E Carter depois acrescenta:

No século XVIII, as aversões às guerras religiosas, a caça às bruxas e a Inquisição ainda estavam frescas nas mentes das pessoas, e a nova cosmovisão científica [o materialismo mecanicista], espalhada por homens como Diderot e Voltaire, pode ser vista parcialmente como uma rejeição contra a dominação eclesiástica sobre o pensamento que a Igreja manteve por séculos”.

Griffin, por sua vez, adiciona que a reflexão filosófica a respeito de fenômenos psíquicos [sobre coisas como telepatia e psicocinese] é tão difícil em nossa cultura porque as duas versões de mundo moderno: o dualismo sensacionista cartesiano, adotado por cristãos conservadores a fundamentalistas, e o materialismo-mecanicista, prestigiado pela comunidade científica, são visões ainda predominantes, sendo que ambas rejeitam dogmaticamente a ação mental a distância.
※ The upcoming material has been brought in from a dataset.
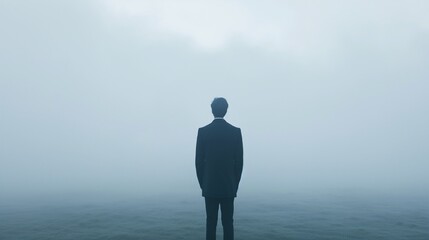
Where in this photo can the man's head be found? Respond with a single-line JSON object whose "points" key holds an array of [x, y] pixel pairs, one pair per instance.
{"points": [[219, 107]]}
A par de tudo o que foi delineado acima, não fica agora difícil entender que a ascensão do materialismo-mecanicista como uma descrição completa para a inteira realidade, de estrelas e cometas a ‘você’, é muito mais resultado de uma virada ideológica no pensamento crítico ocidental contra a tirania da Igreja, a superstição e o baixo senso crítico que assolavam todos os campos da atividade humana antes da modernidade, do que propriamente uma questão de evidência. Como quase toda reação em tempos de aflição, a resposta muitas vezes não vem na medida, talvez como uma garantia para que o status quo ante nunca mais se estabeleça. Com o materialismo não foi diferente. Ainda que diversas pressuposições metafísicas da física clássica não tivessem caído (tais como o localismo e o determinismo já destronados pela mecânica quântica), simplesmente não se segue tão facilmente que coisas como experiências sensoriais e sensações corporais; o imaginário mental; estados emocionais (alegria, tristeza, raiva, etc.); experiências de pensamento (de refletir e decidir, de sentir liberdade e de ter responsabilidade pessoal, etc.); e a sensação de autoconsciência, sejam explicáveis em termos da interação de partículas de matéria e campos de força tal como na física newtoniana.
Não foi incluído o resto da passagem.